Sampling Your Index Data#

In a nutshell: Based on the defined Collection Schema, sample multiple datasets using specified strategies to generate a mixed JSONL for unified one-time evaluation.

Output#

  • A single JSONL file (mixed samples) for subsequent evalscope eval.

  • Each line represents a standardized sample.

Field Description#

Field

Description

index

Sample sequence number (renumbered in the mixed set)

prompt

Original input structure (may include question / context / code, etc.)

tags

Merged tags (dataset’s own + upper hierarchy)

task_type

Task type or capability classification

weight

Leaf node normalized weight (for interpretation, not equal to actual sample repetition weight)

dataset_name

Original dataset name

subset_name

Subset or difficulty label (can be empty)

Example:

{
  "index": 0,
  "prompt": {"question": "What is the capital of France?"},
  "tags": ["en", "reasoning"],
  "task_type": "question_answering",
  "weight": 1.0,
  "dataset_name": "arc",
  "subset_name": "ARC-Easy"
}

Three Sampling Strategies (Formulas & Use Cases)#

Given:

  • Total sample size: \(N\)

  • Number of datasets: \(K\)

  • Schema weights: \(w_i\)

  • Original dataset sample size: \(m_i\)

1. Weighted Sampling#

Formula (expected sample count): $\( n_i \approx N \cdot \frac{w_i}{\sum_{j=1}^{K} w_j} \)$ Use case: You’ve expressed business priorities through weights and want “high-weight capabilities” to occupy more resources.
Characteristics: Reinforces values; if a dataset has much higher weight, it will dominate proportionally.

2. Stratified Sampling#

Formula: $\( n_i \approx N \cdot \frac{m_i}{\sum_{j=1}^{K} m_j} \)$ Use case: Preserve original distribution (e.g., let datasets with larger corpus sizes be more representative).
Characteristics: Doesn’t reflect business bias; avoids over-amplifying small datasets. Guarantees at least ≥1 sample per dataset.

3. Uniform Sampling#

Formula: $\( n_i \approx \frac{N}{K} \)$ Use case: Want each capability to have “equal voice,” facilitating model comparison across capabilities.
Characteristics: Ignores original size and weights; makes results easier for comparing individual capability weaknesses.
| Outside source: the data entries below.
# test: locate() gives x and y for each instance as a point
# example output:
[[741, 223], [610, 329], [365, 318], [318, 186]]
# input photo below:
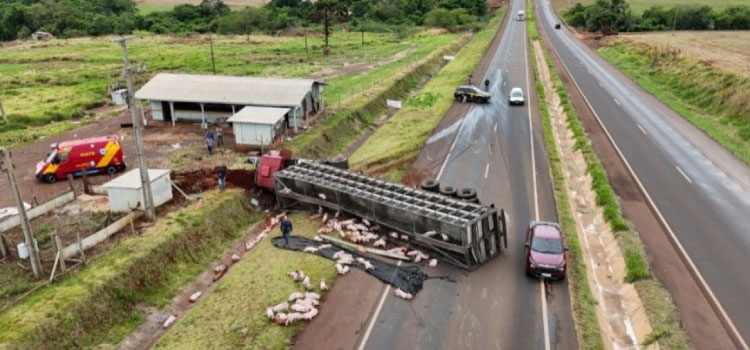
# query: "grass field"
[[638, 6], [96, 305], [713, 99], [728, 50], [260, 280], [47, 85], [401, 138]]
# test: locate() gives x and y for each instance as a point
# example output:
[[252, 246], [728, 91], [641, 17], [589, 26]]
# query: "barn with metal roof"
[[211, 98]]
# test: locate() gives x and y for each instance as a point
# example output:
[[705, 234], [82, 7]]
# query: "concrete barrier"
[[101, 235], [13, 221]]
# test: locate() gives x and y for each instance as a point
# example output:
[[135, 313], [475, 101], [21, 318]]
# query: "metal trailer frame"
[[474, 231]]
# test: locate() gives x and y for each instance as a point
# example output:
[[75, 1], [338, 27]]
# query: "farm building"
[[258, 126], [211, 98]]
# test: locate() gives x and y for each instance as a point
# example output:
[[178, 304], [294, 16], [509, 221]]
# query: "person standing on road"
[[286, 229], [219, 135], [221, 171], [209, 142]]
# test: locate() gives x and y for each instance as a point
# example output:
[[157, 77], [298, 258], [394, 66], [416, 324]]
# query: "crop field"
[[53, 86], [728, 50], [638, 6]]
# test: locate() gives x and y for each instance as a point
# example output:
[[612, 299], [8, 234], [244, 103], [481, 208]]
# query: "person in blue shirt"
[[286, 229]]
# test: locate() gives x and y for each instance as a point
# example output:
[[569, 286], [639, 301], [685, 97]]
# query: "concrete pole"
[[148, 199], [28, 236], [2, 110]]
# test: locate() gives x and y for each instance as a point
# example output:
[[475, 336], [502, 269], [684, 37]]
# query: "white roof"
[[275, 92], [132, 179], [259, 115]]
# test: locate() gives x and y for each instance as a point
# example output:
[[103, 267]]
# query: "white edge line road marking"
[[683, 174], [703, 285], [545, 321], [374, 318], [642, 130]]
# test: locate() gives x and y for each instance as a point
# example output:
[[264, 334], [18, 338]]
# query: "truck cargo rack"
[[474, 231]]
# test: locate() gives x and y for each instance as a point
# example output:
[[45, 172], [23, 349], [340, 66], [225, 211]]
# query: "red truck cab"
[[99, 155]]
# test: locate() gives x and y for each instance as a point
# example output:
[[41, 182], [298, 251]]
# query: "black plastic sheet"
[[408, 278]]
Strategy Selection Recommendation:

  • For “business decision index”: Weighted

  • For “objective coverage / preserving corpus structure”: Stratified

  • For “capability alignment / diagnosis”: Uniform

Prerequisite Schema Example#

from evalscope.collections import CollectionSchema, DatasetInfo  

schema = CollectionSchema(
    name='reasoning_index',
    datasets=[
        DatasetInfo(name='arc', weight=2.0, task_type='reasoning', tags=['en']),
        DatasetInfo(name='ceval', weight=3.0, task_type='reasoning', tags=['zh'], args={'subset_list': ['logic']}),
    ],
)

Weighted Sampling (Emphasizing Business Importance)#

from evalscope.collections import WeightedSampler
from evalscope.utils.io_utils import dump_jsonl_data

sampler = WeightedSampler(schema)
mixed_data = sampler.sample(10)  # N=10
dump_jsonl_data(mixed_data, 'outputs/weighted_mixed_data.jsonl')
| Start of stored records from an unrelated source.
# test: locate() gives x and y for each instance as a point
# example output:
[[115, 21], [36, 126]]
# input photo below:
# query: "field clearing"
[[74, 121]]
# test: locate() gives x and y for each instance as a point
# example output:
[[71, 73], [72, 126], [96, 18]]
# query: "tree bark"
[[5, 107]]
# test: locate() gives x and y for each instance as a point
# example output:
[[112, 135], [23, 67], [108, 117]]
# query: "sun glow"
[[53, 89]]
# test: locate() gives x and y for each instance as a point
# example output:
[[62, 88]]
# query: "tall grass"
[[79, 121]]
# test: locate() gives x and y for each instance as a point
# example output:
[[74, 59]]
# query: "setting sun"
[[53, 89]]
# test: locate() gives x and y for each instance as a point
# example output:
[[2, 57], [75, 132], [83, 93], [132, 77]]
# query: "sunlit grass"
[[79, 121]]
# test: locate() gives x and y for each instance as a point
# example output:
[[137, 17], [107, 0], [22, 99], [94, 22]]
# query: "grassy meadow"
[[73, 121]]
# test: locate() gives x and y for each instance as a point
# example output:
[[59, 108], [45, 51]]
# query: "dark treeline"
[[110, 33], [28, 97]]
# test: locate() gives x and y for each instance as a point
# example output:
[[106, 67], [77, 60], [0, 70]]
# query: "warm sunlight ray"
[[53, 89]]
Expected: arc : ceval ≈ 2 : 3 → 4 : 6

Stratified Sampling (Preserving Source Data Size Distribution)#

from evalscope.collections import StratifiedSampler
from evalscope.utils.io_utils import dump_jsonl_data

sampler = StratifiedSampler(schema)
mixed_data = sampler.sample(10)
dump_jsonl_data(mixed_data, 'outputs/stratified_mixed_data.jsonl')
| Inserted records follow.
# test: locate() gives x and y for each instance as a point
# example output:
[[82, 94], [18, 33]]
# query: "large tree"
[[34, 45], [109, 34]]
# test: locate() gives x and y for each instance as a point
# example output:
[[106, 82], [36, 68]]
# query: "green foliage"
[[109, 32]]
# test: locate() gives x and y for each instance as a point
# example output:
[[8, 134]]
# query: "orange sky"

Expected: Approximately allocated by original sample sizes (example: if arc=2000, ceval=10 → roughly 9 : 1)

Uniform Sampling (Aligning Capability Comparison)#

from evalscope.collections import UniformSampler
from evalscope.utils.io_utils import dump_jsonl_data

sampler = UniformSampler(schema)
mixed_data = sampler.sample(10)
dump_jsonl_data(mixed_data, 'outputs/uniform_mixed_data.jsonl')

Expected: arc : ceval = 5 : 5

Common Issues#

  • Weights don’t affect Uniform / Stratified allocation (only Weighted uses them).

  • Dataset with too few samples: Stratified sampling will force at least 1 sample; increase N or switch to Weighted.

  • The weight field in JSONL is the leaf normalized weight, not equal to the sample’s appearance probability (especially for Stratified and Uniform strategies).